In deze uitspraak van de Rechtbank Zeeland-West-Brabant op 16 augustus 2024, wordt het beroep van belanghebbende tegen de uitspraak op bezwaar van de heffingsambtenaar behandeld. De heffingsambtenaar had de WOZ-waarde van de woning van belanghebbende vastgesteld op € 184.000 per 1 januari 2021, wat leidde tot een aanslag in de onroerendezaakbelastingen voor het jaar 2022. Belanghebbende had bezwaar gemaakt tegen deze waardevaststelling, maar dit bezwaar werd ongegrond verklaard. Tijdens de zitting op 2 augustus 2024 trok belanghebbende zijn gronden tegen de WOZ-waarde in, maar stelde dat de heffingsambtenaar artikel 40, tweede lid, van de Wet WOZ had geschonden door bepaalde gegevens niet te verstrekken die ten grondslag lagen aan de vastgestelde waarde.

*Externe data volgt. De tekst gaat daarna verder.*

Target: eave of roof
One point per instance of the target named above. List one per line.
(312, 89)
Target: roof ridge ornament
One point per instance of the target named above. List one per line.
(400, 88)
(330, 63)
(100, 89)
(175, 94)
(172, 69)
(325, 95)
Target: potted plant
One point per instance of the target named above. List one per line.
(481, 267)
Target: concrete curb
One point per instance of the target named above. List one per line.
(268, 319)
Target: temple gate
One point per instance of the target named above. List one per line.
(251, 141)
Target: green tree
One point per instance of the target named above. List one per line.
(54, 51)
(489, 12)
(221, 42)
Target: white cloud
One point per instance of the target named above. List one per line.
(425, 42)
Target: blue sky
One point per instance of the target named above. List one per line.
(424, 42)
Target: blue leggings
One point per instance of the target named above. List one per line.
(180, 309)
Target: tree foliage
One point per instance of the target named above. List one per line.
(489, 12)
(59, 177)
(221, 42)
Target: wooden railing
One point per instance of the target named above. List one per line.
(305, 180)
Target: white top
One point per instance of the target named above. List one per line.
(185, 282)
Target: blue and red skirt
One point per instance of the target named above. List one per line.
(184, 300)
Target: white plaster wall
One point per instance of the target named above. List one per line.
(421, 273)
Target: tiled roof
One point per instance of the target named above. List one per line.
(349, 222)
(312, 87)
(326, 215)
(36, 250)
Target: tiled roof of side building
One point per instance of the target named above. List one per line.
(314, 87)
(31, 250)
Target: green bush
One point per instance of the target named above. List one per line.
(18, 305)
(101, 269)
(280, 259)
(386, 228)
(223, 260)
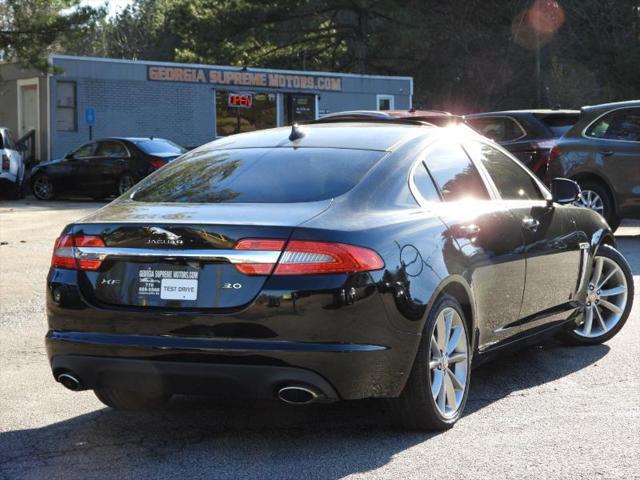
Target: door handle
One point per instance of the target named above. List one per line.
(530, 224)
(468, 230)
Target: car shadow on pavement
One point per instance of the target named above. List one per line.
(197, 437)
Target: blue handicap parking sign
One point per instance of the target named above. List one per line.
(90, 116)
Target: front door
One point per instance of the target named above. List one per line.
(551, 243)
(28, 110)
(488, 237)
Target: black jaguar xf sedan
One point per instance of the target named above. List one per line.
(102, 168)
(338, 260)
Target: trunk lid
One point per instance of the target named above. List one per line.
(184, 256)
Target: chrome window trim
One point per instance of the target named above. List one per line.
(584, 130)
(229, 256)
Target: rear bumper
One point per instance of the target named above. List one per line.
(253, 381)
(244, 368)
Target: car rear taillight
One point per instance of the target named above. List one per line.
(65, 252)
(157, 162)
(310, 258)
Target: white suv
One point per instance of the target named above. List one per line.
(12, 169)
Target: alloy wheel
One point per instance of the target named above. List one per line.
(448, 362)
(591, 199)
(125, 183)
(606, 299)
(43, 188)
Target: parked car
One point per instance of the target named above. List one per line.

De rechtbank oordeelt dat belanghebbende een voldoende specifiek verzoek heeft gedaan om de ontbrekende stukken te ontvangen, en dat de heffingsambtenaar deze stukken niet heeft verstrekt, wat in strijd is met de wet. De rechtbank concludeert dat de heffingsambtenaar artikel 40 van de Wet WOZ heeft geschonden, maar dat belanghebbende niet benadeeld is door deze schending, omdat de heffingsambtenaar de schending heeft hersteld door de stukken alsnog te overleggen in de beroepsfase. De rechtbank wijst het beroep van belanghebbende ongegrond, maar kent hem wel een proceskostenvergoeding toe van € 1.750, te betalen door de heffingsambtenaar. Tevens wordt het verzoek om immateriële schadevergoeding wegens overschrijding van de redelijke termijn afgewezen, omdat de redelijke termijn in de bezwaarfase niet is overschreden.
De rechtbank benadrukt dat de heffingsambtenaar het griffierecht van € 50 aan belanghebbende moet vergoeden. De uitspraak is openbaar gemaakt en partijen zijn geïnformeerd over de mogelijkheid tot hoger beroep.